Moving on, beneath “School’s Out” is an article entitled “Musical chairs.” This article begins by introducing Jessica Keskitalo, a high school history teacher in Beaverton, Oregon who is teaching seventh-grade math this year, after all of a “half day of math training.” And Keskitalo is not alone as she spends the year in unfamiliar territory; according to the article, she is one of 365 teachers in the Beaverton district who were “shifted by seniority” to replace teachers who were laid off. In other words, the school district needed to make cuts, and they did. But, “Oregon requires districts to lay off teachers with the least experience first, instead of assessing expertise and classroom needs.” Oh good…another example of putting the needs of the students first! (Sorry, sarcasm seems to be dripping out of me today).

According to Beaverton officials, some 160 teachers were placed in “significantly different positions” this year. Keskitalo, for example, had never taught mathematics, and her only experience teaching middle school students came during one month of her student teaching. The article states that neither the principals in Beaverton nor the teachers had any say over the new assignments. Another example provided? Beaverton “transferred district librarian Jenny Takeda into a third-grade classroom one week before the Oregon Association of School Libraries named her the Librarian of the Year.” Takeda opted not to accept the assignment, so she is now a substitute teacher as she tries to figure out what her future holds.

The National Council on Teacher Quality, as cited in the article, reports that, “the overwhelming majority of school districts use seniority as the only determinant of teacher layoff decisions.”

Lastly, the right column of the page contains an article entitled “Fox in the Henhouse.” This one describes the fact that union official Glenda Ritz was chosen by voters to be the new state superintendent of Indiana schools, ousting Tony Bennett (not the singer, but a “nationally recognized school reformer”). Why is that a problem? Because Indiana has in place one of the “biggest statewide voucher program[s], teacher evaluations tied to student test scores, and new grade-by-grade tests and curriculum requirements shared by 46 states.” Ritz, however, “dislikes evaluating schools.” Hmmm…I wonder why? As a union official, her focus was undoubtedly on maintaining teacher jobs and increasing teacher salary and benefits, not on student achievement.
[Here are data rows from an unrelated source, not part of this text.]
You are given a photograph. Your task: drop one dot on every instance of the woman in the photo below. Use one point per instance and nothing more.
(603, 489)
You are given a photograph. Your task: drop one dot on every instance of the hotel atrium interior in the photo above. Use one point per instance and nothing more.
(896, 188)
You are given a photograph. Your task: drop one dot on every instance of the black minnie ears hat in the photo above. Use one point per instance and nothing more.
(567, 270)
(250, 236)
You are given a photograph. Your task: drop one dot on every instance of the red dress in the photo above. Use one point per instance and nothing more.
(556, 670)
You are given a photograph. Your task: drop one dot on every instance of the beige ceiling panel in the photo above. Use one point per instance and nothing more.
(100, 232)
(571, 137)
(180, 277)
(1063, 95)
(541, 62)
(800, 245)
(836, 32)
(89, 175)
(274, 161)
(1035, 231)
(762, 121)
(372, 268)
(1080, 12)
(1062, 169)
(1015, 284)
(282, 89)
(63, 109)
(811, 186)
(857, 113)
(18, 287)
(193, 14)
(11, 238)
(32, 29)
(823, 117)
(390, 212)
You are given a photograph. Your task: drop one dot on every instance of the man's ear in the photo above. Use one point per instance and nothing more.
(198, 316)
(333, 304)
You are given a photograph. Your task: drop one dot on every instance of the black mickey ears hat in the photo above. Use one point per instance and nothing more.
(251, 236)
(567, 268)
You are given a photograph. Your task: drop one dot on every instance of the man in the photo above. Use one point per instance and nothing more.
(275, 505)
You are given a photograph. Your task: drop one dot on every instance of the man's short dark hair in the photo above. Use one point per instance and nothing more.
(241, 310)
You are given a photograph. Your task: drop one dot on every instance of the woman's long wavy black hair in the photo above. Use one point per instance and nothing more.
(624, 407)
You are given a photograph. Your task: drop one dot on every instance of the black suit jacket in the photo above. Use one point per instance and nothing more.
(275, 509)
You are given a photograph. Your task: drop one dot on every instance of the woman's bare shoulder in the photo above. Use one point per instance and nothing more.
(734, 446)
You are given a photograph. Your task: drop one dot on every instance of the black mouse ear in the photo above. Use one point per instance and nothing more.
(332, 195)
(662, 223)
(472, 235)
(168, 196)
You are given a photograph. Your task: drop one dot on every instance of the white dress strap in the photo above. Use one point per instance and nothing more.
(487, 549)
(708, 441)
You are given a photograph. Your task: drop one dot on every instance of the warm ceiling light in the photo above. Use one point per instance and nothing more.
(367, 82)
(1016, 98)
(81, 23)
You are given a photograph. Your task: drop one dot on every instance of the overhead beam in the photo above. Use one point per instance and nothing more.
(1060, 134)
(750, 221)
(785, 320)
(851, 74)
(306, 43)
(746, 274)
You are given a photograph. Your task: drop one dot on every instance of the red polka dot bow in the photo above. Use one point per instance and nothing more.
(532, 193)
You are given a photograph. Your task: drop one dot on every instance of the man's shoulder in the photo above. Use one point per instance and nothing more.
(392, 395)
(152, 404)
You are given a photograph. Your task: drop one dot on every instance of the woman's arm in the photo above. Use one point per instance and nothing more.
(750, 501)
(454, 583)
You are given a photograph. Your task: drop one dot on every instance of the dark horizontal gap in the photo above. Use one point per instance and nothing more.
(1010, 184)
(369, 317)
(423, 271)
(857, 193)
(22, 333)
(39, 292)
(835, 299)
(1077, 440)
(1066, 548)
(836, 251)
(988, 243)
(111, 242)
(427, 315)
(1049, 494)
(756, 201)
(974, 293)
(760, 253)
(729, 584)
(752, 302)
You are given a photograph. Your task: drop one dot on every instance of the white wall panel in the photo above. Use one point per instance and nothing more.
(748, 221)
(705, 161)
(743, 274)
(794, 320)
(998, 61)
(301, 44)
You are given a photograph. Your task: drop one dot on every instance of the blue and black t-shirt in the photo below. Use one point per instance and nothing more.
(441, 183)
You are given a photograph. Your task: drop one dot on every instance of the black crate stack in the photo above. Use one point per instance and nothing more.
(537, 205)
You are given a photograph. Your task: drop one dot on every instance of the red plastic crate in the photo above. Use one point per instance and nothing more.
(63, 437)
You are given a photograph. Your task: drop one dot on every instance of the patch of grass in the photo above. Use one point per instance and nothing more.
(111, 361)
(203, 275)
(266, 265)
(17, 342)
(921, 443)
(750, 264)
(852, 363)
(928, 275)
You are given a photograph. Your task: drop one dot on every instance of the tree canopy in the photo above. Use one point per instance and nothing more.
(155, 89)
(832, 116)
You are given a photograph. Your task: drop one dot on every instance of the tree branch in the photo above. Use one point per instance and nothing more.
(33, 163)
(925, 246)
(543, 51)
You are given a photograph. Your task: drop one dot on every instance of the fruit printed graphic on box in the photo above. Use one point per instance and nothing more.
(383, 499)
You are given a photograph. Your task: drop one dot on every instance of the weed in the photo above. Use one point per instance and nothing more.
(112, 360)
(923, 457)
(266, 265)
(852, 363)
If this news is illustrative of the condition of public education in America is it any wonder that our students consistently lag behind students on other countries on tests? Should we be surprised that so many students drop out when council members and superintendents are focused more on teacher jobs than on student learning? Should we be surprised that students struggle to learn when teachers are randomly placed in classrooms because they have tenure, not because they have any training or even any clue how to teach the age and/or subject matter they have been assigned? I think there are a lot of very capable and very dedicated teachers in the nation’s public schools…but I think, for the most part, they’re swimming against the tide. They’re trying to do something that, despite the rhetoric, simply has not been made a priority–actually teaching students to learn.